In her home, she said, “we celebrate every single victory,” and that way of thinking has changed her perspective on how standardized tests should be administered and how education should be approached.
“Not every child is going to be distinguished (in their standardized test scores) and that’s ok,” she said.
Those students who don’t do well on tests may learn in a different way, she said. They may excel at carpentry or welding or in electrical work – necessary skills that require their own intelligence that doesn’t necessarily translate well to testing. Or they may excel in the arts or music.
“I think of that quote attributed to Albert Einstein, if you judge every animal based on their ability to climb a tree, the fish is always going to feel stupid, no matter how well it swims,” she said.
In addition to those different ways of approaching problems and different innate talents, she said, there are home factors to consider. She shared a story of one child who was having a hard time focusing on her homework because her home electricity had been shut of during the winter. While the school resource centers do a good job of helping a lot of those children and their families, she said, they don’t always catch every situation. In the case she mentioned she noted that the teachers took up a collection to help get the family’s electricity turned back on. But, she said, that one act didn’t fix all their problems or undo the lost study time the student had suffered.
“How dare we have the audacity to demand they score the same on tests!” she said of students like the one in her story.

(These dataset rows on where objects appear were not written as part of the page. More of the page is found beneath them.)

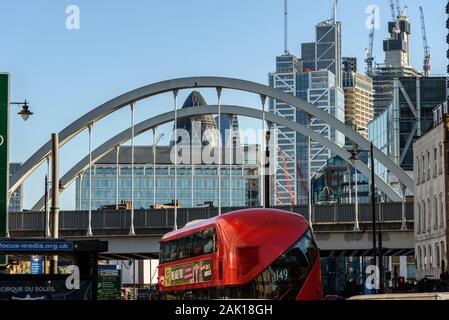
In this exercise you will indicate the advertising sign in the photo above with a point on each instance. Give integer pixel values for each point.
(36, 264)
(188, 273)
(35, 246)
(17, 289)
(109, 283)
(4, 163)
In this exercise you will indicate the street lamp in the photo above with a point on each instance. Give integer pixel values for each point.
(376, 253)
(155, 142)
(25, 113)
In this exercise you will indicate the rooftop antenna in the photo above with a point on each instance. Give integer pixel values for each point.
(285, 27)
(398, 8)
(334, 11)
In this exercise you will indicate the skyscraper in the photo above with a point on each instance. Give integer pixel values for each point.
(325, 52)
(397, 63)
(358, 101)
(316, 78)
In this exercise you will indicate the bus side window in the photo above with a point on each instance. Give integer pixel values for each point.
(182, 248)
(173, 250)
(189, 247)
(208, 240)
(163, 253)
(197, 245)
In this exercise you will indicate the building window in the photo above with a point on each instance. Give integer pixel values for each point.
(441, 210)
(423, 168)
(435, 162)
(418, 230)
(424, 216)
(419, 262)
(443, 253)
(418, 166)
(435, 210)
(430, 257)
(425, 257)
(437, 253)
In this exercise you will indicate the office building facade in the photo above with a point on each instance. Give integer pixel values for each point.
(359, 110)
(409, 115)
(431, 169)
(396, 64)
(318, 88)
(196, 184)
(16, 200)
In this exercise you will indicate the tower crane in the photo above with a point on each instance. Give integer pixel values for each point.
(426, 65)
(398, 8)
(369, 51)
(393, 14)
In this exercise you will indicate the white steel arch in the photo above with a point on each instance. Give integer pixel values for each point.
(200, 82)
(156, 121)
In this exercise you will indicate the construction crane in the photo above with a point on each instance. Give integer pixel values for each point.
(285, 27)
(398, 8)
(426, 65)
(369, 51)
(393, 14)
(287, 176)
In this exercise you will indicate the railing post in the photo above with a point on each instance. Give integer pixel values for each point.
(404, 218)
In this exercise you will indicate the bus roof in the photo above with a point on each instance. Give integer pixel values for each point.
(257, 215)
(404, 296)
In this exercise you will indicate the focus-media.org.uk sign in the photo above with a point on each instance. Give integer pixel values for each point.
(35, 246)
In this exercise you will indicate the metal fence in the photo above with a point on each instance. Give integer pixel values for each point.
(164, 218)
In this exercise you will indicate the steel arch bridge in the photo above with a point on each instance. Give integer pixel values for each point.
(131, 97)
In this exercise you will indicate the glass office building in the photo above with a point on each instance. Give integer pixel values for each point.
(408, 117)
(154, 174)
(196, 184)
(16, 200)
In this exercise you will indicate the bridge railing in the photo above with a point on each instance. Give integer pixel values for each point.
(164, 218)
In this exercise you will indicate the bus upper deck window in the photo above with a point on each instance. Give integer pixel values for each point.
(208, 238)
(173, 250)
(197, 245)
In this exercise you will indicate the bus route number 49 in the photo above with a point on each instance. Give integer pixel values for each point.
(280, 274)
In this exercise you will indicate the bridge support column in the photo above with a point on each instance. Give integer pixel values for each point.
(117, 171)
(404, 218)
(47, 207)
(175, 200)
(309, 171)
(89, 226)
(219, 149)
(131, 227)
(356, 226)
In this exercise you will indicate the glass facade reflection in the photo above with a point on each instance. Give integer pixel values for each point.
(196, 184)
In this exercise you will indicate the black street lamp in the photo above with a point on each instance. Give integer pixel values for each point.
(377, 252)
(25, 113)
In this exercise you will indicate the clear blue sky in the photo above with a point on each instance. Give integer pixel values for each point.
(122, 45)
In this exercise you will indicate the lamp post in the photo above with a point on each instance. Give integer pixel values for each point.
(5, 105)
(376, 251)
(25, 113)
(155, 142)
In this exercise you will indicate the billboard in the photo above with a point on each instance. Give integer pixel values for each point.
(109, 283)
(188, 273)
(42, 289)
(4, 163)
(36, 264)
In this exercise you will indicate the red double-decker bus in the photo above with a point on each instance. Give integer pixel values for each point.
(245, 254)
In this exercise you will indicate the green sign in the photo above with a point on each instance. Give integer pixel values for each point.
(4, 162)
(189, 273)
(109, 283)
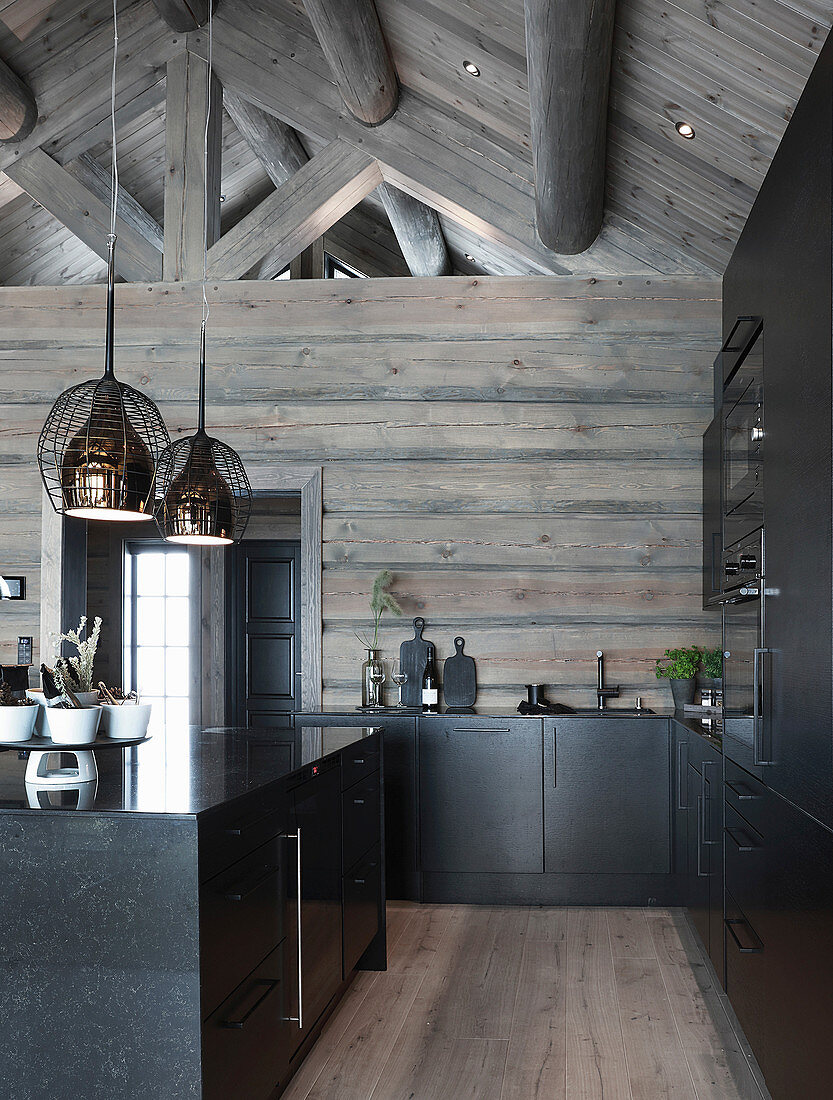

She said that every teacher she knows has bought things out of their own pockets to help students like the one in her story, and while it’s commendable and means a lot to the students, teachers can’t maintain that level of stress for extended periods any more than anyone else.
“Our teachers are so overwhelmed and I don’t know how much more they can handle before they reach a breaking point,” she said. “Teachers are so much more than teachers. They are therapists. They are friends. They are mentors. And often they are mommy and dad.”
She knows that as a lone voice on the school board she can’t fix all of these societal issues on her own. But she wants to be a part of helping fix it.
“As a mommy, I want to fix things,” she said. “I want everyone to know that I’ll fight for them… to take their concerns and frustrations to heart.”
And she wants it to be about the kids first.
“I want our leadership to be just as excited about the kids who get an internship as the kid who gets a full ride to UK,” she said. “Every kid out there has potential.”
If the board can support teachers in developing that potential, she said, all those kids can succeed in their own way. Then, she said, the test scores will follow.
“If people feel valued and appreciated, they will work harder,” she said, noting that it goes for students and teachers alike.
“I know a lot of that pressure (to perform well on tests) comes from the state,” she said. “But it doesn’t have to be the main focus.”
It puts a lot of unnecessary stress on teachers and students, she said, adding, “it’s time to start trusting (teachers), their experience and their professionalism.”
“These kids have the weight of the world on their shoulders… and it rips your heart out,” she said of children with less than ideal home situations.
“I want people to know… I’ll fight for their babies just like I fight for mine,” she added. “I hope people will vote for me because I absolutely adore their children.”